Vancouver journalist and fashion historian Jennifer Croll, author of Fashion that Changed the World (2014), has here shifted gears to acquaint younger readers with the role of fashion in the history of women’s empowerment and liberation. Through the lens of biography, Croll traces the gradual rise of Girl Power reflected in, and partly driven by, the fashion choices of forty women, all of them “Style Rebels.” She divides them into ten categories that include Leaders, Modernizers, Instigators, Gender-Benders, Radicals, Decadents, and Freaks.

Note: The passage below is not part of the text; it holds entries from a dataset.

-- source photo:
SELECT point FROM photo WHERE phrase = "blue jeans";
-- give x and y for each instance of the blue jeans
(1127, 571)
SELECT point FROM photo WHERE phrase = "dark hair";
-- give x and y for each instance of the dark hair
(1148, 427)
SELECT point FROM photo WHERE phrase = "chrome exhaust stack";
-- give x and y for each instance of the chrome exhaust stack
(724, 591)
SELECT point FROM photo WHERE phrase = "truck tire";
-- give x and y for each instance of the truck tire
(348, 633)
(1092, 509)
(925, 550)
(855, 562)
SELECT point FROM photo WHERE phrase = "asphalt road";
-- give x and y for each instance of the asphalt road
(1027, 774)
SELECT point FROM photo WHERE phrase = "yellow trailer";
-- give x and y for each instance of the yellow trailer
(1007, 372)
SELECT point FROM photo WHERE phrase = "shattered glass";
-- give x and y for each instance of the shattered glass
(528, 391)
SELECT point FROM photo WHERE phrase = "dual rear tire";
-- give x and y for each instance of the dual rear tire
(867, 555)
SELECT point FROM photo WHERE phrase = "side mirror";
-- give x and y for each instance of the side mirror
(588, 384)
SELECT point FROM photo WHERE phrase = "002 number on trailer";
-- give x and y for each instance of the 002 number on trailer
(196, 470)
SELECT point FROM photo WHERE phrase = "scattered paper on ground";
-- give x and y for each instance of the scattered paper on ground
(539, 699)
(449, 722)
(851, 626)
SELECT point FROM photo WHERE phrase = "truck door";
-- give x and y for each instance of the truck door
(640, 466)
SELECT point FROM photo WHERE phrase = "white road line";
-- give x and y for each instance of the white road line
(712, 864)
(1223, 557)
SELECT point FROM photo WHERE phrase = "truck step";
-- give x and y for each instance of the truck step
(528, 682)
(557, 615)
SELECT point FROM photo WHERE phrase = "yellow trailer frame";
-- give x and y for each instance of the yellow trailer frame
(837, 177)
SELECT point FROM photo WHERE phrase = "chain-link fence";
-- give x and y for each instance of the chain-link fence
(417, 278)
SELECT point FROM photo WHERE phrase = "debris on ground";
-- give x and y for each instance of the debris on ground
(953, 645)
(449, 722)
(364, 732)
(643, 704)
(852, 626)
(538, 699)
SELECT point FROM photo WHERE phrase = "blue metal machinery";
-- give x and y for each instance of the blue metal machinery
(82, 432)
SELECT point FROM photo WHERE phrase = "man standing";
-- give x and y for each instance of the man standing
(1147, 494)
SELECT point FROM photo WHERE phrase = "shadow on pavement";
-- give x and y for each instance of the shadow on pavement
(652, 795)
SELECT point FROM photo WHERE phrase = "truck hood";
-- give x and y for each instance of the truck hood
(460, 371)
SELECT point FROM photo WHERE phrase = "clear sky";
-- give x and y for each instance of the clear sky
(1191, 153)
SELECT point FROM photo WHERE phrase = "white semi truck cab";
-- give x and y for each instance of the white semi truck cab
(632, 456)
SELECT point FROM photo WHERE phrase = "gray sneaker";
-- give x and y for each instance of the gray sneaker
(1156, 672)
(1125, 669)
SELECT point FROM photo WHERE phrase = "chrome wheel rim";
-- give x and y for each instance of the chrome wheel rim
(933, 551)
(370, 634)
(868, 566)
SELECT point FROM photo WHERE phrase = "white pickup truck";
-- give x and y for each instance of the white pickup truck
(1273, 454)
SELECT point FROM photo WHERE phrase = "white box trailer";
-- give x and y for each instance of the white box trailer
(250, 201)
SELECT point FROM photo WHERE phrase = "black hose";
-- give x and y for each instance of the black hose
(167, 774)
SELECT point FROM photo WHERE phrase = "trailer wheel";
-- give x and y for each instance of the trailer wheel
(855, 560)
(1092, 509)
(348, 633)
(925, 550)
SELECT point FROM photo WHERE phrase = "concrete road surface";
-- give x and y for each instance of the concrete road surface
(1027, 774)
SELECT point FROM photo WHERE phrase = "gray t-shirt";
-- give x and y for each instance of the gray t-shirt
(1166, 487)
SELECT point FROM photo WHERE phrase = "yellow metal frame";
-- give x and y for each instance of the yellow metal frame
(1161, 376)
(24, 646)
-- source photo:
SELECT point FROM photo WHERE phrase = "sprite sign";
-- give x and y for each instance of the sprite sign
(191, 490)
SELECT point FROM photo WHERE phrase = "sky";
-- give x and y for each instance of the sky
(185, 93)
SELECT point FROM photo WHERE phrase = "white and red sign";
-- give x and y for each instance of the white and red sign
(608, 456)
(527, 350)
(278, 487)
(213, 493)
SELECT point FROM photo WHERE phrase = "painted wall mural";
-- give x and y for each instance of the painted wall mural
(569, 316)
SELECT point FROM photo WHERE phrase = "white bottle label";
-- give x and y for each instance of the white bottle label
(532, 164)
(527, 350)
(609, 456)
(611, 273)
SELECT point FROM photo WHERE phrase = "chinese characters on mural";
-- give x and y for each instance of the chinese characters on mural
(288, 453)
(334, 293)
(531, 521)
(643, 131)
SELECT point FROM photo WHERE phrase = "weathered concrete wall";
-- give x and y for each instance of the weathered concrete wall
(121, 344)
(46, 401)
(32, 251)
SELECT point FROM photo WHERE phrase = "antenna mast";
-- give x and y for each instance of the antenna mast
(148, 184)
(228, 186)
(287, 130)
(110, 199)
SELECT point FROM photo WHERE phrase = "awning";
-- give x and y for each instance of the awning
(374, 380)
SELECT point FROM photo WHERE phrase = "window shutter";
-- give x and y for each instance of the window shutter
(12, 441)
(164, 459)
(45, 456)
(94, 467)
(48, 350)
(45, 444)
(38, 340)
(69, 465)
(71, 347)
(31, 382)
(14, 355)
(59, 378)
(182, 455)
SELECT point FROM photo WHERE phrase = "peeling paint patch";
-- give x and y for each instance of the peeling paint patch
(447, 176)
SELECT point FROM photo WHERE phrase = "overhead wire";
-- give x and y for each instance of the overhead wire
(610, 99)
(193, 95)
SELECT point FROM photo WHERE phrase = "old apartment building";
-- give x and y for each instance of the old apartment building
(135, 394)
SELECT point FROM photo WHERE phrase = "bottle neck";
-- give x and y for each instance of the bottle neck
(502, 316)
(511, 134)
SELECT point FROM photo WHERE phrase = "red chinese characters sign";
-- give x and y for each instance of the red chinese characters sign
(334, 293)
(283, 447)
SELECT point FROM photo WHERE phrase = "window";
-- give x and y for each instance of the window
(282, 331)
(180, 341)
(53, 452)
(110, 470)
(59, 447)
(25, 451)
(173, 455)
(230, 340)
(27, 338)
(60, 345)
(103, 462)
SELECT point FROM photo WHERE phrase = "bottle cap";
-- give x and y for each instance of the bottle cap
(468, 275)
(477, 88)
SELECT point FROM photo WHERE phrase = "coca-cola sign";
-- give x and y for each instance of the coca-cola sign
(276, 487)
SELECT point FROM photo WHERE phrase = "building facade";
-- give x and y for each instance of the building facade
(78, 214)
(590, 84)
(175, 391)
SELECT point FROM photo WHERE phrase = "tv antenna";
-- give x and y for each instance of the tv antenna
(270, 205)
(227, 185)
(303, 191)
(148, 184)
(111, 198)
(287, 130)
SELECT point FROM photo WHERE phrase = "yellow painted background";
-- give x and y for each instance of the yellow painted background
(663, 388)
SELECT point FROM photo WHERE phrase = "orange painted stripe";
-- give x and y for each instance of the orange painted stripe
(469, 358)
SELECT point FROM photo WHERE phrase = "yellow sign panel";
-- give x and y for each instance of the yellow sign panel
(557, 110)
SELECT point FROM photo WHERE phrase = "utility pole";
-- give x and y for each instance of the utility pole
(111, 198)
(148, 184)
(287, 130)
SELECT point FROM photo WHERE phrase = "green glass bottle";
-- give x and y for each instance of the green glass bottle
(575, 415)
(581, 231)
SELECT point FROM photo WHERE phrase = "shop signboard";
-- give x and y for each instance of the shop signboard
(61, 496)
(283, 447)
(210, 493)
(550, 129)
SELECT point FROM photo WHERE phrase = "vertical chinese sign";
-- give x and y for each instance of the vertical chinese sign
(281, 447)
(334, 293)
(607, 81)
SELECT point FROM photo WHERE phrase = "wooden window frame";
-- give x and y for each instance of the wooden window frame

Egypt’s Queen Cleopatra VII and England’s Queen Elizabeth I crafted their regal images partly through their fashion choices; Cixi, the Dowager Empress of China, also outlawed the binding and deforming of girls’ feet; the excesses of Frances’s Queen Marie Antoinette helped to seal her doom; Amelia Bloomer and George Sand (aka Aurore Dupin) scandalized nineteenth-century society by shunning traditional women’s clothing; Coco Chanel replaced traditional corsetry and petticoats with comfortable fashions (and gave the world an eponymous perfume); fashion magazine editors Diana Vreeland and Anna Wintour reigned as arbiters (many said “dictators”) of late-twentieth-century fashion; artists as geographically and culturally diverse as Japan’s Yoko Ono and Rei Kawakubo and Mexico’s Frida Kahlo influenced fashion with their idiosyncratic styles; movie stars such as Louise Brooks, Marlene Dietrich, Marilyn Monroe, Diane Keaton, and Cher Bono became trend-setters in fashion by expanding acceptable boundaries of femininity and gender; while pop-star singers Madonna, Lady Gaga, Björk, Rihana, Nicki Minaj, Beth Ditto, and the ladies of Pussy Riot pushed still further the limits of attention-grabbing self-expression in their attire (or lack of it).
Croll’s cast of characters is a large one—this is only a partial list—but one that she stage-manages adroitly. It’s also one that could have been considerably expanded; one notes, for example, the absence of such iconic, fashion trend-setters as Katherine Hepburn and pioneer aviator Amelia Earhart. Book designer Natalie Olsen has provided a stunning layout, one awash in bold colours, and illustrated with both photographs and original, caricature portraits by Polish illustrator Ada Buchholc. In this serious contribution to social history, the author neither shuns, nor sensationalizes, but treats lightly some of her subjects’ love affairs, marital infidelities, sexual preferences, and the role and influence of Lesbian fashions. These nonetheless mark this excellent book as one best suited to older, the publishers suggest ages 12+, and adult readers. Recommended for all public, high-school, and academic curriculum libraries, as well as specialized women’s studies collections.
Highly Recommended: 4 out of 4 stars
Reviewer: Merrill Distad
Historian and author Merrill Distad enjoyed a four-decade career building libraries and library collections.